E’ importante, tuttavia, capire che tale ardire non fu per Duchamp occasione di scherno verso il grande Leonardo, autore dell’originale dipinto sulla Gioconda: la rivoluzione che il genio concepì nel primo ‘900 concepiva la tradizione come principale punto di partenza per l’innovazione. Non a caso, Duchamp applica un dettaglio come i baffi su un’opera già di per sé grandiosa, sdrammatizzandone la solennità, ma mai sfigurandola. Peraltro, questo dipinto è per antonomasia l’acme del ready-made: quello di tipo rettificato. Esso consiste nel dare nuova funzione all’oggetto precedentemente decontestualizzato: ne è un esempio più intuitivo la “Ruota di bicicletta” tolta alla propria funzione motrice e unita ad uno sgabello, opera che perde palesemente la propria esteticità in senso classico ed si carica di grande potere interpretativo.
Le critiche che furono mosse a Duchamp ed al suo rivoluzionario modo di pensare l’arte riguardarono principalmente l’idea che qualsiasi oggetto di vita quotidiana potesse essere pensato opera d’arte alla stregua della opere dei grandi artisti di ogni tempo. Soprattutto, Duchamp sembrò insinuare che chiunque potesse dirsi artista semplicemente applicando le norme del ready-made. Queste prospettive portarono a screditare il cambiamento che egli intendeva proporre alla società francese contemporanea ed a crederlo un ciarlatano.

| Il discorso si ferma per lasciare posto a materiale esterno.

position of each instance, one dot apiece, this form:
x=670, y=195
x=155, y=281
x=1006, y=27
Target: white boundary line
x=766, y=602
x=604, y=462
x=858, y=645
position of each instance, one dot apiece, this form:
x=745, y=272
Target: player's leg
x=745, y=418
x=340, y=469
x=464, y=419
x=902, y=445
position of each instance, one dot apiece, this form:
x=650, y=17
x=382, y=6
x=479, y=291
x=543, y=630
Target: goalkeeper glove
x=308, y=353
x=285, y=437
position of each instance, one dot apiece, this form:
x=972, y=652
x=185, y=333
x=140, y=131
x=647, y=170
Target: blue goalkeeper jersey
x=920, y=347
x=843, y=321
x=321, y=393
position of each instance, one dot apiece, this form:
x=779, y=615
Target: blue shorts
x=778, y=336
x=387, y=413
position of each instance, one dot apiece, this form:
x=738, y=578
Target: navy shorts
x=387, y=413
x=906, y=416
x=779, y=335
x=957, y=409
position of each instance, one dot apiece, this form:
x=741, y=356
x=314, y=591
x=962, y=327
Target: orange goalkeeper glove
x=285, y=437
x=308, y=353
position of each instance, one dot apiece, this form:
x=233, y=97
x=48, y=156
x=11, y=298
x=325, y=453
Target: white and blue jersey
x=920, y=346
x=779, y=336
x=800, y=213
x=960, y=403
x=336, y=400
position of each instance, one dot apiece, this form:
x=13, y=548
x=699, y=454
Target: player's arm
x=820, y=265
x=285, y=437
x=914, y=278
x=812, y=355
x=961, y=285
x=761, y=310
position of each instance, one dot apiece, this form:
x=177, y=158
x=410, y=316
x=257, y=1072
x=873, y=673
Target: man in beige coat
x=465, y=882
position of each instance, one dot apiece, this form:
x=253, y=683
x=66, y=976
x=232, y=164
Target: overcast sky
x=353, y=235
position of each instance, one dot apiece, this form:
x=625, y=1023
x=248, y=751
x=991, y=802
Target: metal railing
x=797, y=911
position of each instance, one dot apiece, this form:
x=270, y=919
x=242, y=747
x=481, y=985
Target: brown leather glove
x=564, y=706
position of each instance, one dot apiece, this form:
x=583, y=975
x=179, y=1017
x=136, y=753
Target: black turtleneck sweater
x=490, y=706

Nonostante la profonda comprensione che la critica fornisce al pubblico odierno dell’arte di questo “mito”, le opere di Marcel Duchamp continuano a nascondere molto più della banalità di un discorso sul superamento dell’ovvio o sulla necessità di riflessione sul mondo. Era proprio quest’approccio che egli volle superare con la propria provocazione: una messa in discussione talmente ampia da non poter essere davvero limitata in un unico schema di pensiero, perché è proprio questo metodo di conoscenza che Duchamp intense distruggere. “Intendo spingere l’idea di dubbio di Descartes molto più lontano di quanto abbiano mai fatto nella scuola cartesiana”, rivelò l’artista.